The Bareilly district magistrate, who has been a commissioned officer in the Indian Army, told the Hindustan Times over phone: “It was a small incident, but see how big its implications were. The SP of Kasganj has been transferred and people are questioning the working of the district magistrate. These incidents affect the ongoing developmental work.” Singh had also written about an incident last year in Khelam area of Bareilly when a group of Kanwariyas or Shiva devotees took out a procession through Muslim-majority village and allegedly raised anti-Pakistan slogans.

That Singh has been forced to delete the post speaks volumes, at a time when the UP government has been in the news for mostly cows and cow-related violence on minorities, when not for infant deaths in Gorakhpur’s BRD hospital. In fact, in a new post, Singh has said that he’s sad that his hopes of a discussion have been dashed as law and order goes for a toss in the state.

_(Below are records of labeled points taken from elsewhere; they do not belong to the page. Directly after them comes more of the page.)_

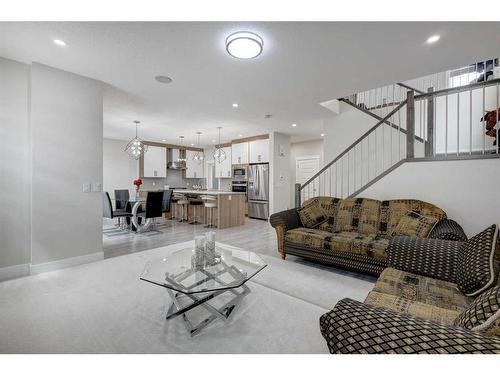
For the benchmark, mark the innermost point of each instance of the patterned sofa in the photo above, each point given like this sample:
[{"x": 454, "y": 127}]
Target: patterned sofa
[
  {"x": 436, "y": 296},
  {"x": 354, "y": 233}
]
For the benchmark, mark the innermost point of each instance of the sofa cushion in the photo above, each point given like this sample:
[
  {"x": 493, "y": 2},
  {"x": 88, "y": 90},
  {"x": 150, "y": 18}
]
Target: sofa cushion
[
  {"x": 416, "y": 308},
  {"x": 476, "y": 268},
  {"x": 391, "y": 212},
  {"x": 352, "y": 242},
  {"x": 427, "y": 290},
  {"x": 366, "y": 244},
  {"x": 358, "y": 214},
  {"x": 312, "y": 214},
  {"x": 412, "y": 224},
  {"x": 483, "y": 314},
  {"x": 307, "y": 237}
]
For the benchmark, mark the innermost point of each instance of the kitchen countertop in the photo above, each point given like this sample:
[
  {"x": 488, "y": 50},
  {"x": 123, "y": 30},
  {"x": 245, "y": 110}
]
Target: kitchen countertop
[{"x": 208, "y": 192}]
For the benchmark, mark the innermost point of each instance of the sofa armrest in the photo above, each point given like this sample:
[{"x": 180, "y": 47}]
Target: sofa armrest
[
  {"x": 354, "y": 327},
  {"x": 448, "y": 230},
  {"x": 427, "y": 257},
  {"x": 283, "y": 221}
]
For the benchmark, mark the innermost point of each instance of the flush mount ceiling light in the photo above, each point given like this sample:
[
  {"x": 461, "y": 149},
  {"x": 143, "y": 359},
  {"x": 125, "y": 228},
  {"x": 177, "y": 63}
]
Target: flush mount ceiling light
[
  {"x": 244, "y": 45},
  {"x": 136, "y": 147},
  {"x": 219, "y": 153},
  {"x": 59, "y": 42},
  {"x": 163, "y": 79},
  {"x": 433, "y": 39}
]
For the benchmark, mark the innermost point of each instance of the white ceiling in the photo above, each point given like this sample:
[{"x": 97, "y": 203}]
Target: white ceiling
[{"x": 303, "y": 64}]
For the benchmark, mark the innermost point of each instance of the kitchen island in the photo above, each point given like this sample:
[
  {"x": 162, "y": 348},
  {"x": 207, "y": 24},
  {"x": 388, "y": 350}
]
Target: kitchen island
[{"x": 230, "y": 211}]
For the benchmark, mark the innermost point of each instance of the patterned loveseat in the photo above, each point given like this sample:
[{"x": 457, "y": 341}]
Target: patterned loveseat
[
  {"x": 355, "y": 233},
  {"x": 437, "y": 296}
]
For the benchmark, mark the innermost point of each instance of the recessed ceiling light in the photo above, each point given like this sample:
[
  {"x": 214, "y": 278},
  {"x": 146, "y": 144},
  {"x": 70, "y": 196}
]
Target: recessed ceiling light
[
  {"x": 60, "y": 42},
  {"x": 244, "y": 45},
  {"x": 163, "y": 79},
  {"x": 433, "y": 39}
]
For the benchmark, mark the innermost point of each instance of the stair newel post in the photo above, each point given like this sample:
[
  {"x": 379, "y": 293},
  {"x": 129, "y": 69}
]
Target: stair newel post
[
  {"x": 297, "y": 196},
  {"x": 410, "y": 124},
  {"x": 429, "y": 145}
]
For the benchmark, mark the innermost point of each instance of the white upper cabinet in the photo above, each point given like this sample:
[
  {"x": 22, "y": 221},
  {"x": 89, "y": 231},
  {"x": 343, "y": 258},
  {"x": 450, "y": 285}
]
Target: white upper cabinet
[
  {"x": 193, "y": 168},
  {"x": 155, "y": 162},
  {"x": 259, "y": 151},
  {"x": 223, "y": 170},
  {"x": 239, "y": 153}
]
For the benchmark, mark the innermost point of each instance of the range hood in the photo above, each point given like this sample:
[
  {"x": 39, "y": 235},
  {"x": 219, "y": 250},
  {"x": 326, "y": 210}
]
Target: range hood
[{"x": 173, "y": 162}]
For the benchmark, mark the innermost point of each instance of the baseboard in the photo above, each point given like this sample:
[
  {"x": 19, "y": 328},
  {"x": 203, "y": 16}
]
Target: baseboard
[
  {"x": 65, "y": 263},
  {"x": 12, "y": 272}
]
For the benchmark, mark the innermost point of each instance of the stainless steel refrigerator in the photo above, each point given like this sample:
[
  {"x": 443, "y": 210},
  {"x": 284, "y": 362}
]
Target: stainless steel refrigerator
[{"x": 258, "y": 191}]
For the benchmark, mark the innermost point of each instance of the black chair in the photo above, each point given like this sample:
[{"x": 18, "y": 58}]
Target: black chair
[
  {"x": 121, "y": 199},
  {"x": 154, "y": 207},
  {"x": 107, "y": 209}
]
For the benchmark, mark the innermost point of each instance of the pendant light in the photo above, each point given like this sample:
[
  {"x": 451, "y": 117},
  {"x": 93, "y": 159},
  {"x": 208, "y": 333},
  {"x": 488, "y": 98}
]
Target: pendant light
[
  {"x": 181, "y": 159},
  {"x": 198, "y": 157},
  {"x": 136, "y": 147},
  {"x": 219, "y": 154}
]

Singh has written: “I had hoped there will be [an] academic discussion but unfortunately it had taken a different turn. Extremely sad.” He has reiterated that too many people have expressed their ire and disapproval over his post, which he posted to spark a debate. His message of inter-faith bond, saying Muslims and Hindus have the same DNA, as they are brothers, has been both hailed and hated on social media once again.

To the extent that news of Yogi Adityanath-led UP government mulling action against the Bareilly district magistrate has also surfaced, not only threatening his freedom of speech, but also disincentivising speaking truth in an era of rampant lies and hate-mongering. While each and every claim made by Singh is a verified fact, this reaction of UP government is all but expected. Not is the move to chastise Singh for his simple and honest post a case of classic overreach, it’s about reining in bureaucracy and turning it into a sorry battery of yes-men, by targeting those who speak up and take a principled position.

That a message of inter-faith brotherhood and harmony, of exposing the miscreants who regularly incite violence in minority-dominated areas, further instilling fear and ghettoising them in neglected clusters, has been targeted by the right wing is a sorry sign of the times.